3 tablespoons of tahini
Preheat the oven at 200°C (390°F). Lay a baking tray with cooking paper and set aside.
Chop roughly the nuts and reserve. Chop your dried fruits if needed and reserve in another bowl.
Process together the soft pitted dates, tahini and 2 tablespoons of water*. You should obtain a cream of mayonnaise-like consistency.* If you soaked the dates, use the soaking water.
In a large bowl, mix together the oats, chopped nuts and sunflower seeds.
Toss the date/tahini cream into the bowl and mix until all dried ingredients are fully coated.
Spread the mixture evenly over the sheeted tray by smashing it gently with the back of a spoon.Try not to leave the mixture too loose in the borders (smash it with the spoon towards the center) or it will burn quickly in the oven.
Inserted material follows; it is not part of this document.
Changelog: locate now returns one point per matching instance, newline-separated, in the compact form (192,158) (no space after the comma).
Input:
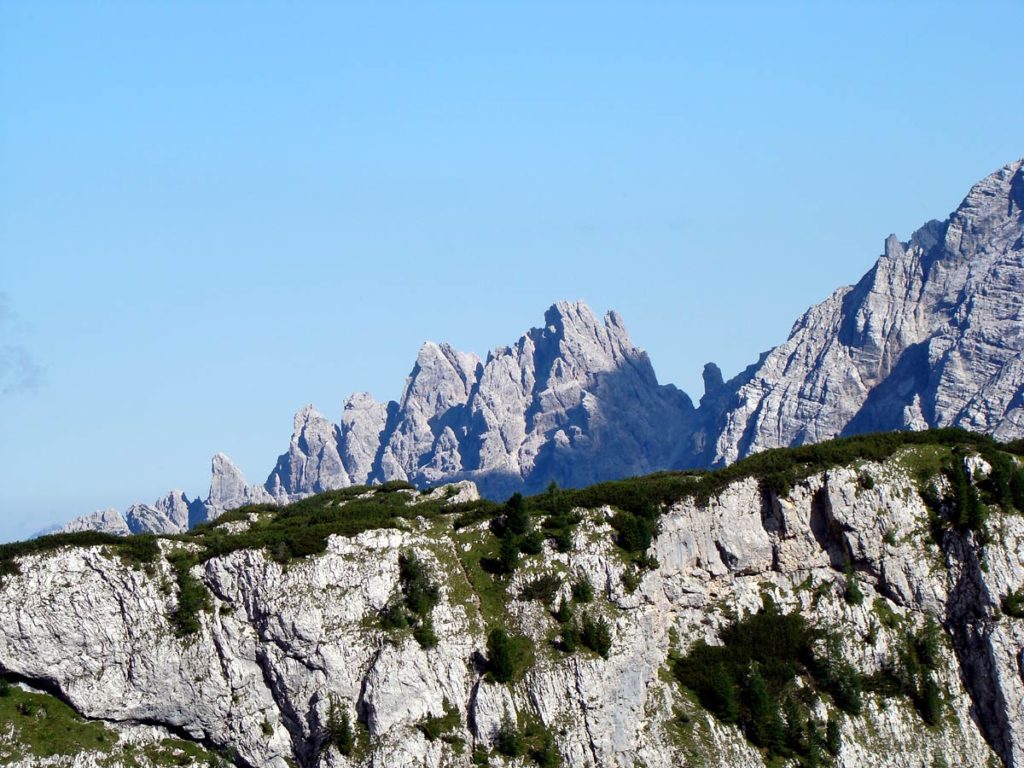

Bake approx. 15 minutes at 200°C (390°F) or until the surfaces gets golden.
Let it cool until you can touch it and crumble it into big chunks.
Once it has cooled completely, transfer all of it into a bowl and add the dried fruits you reserved. Mix until well combined.
Store the granola in a glass container and keep it in a cool dry place.
Since this granola has not added sugar, you can even use it to add some cruch (and more nutrients!) to a salad.
If you prefer your granola more sweet, you can add 1 or 2 tablespoons of maple syrup to the blender when you make the date/tahini cream.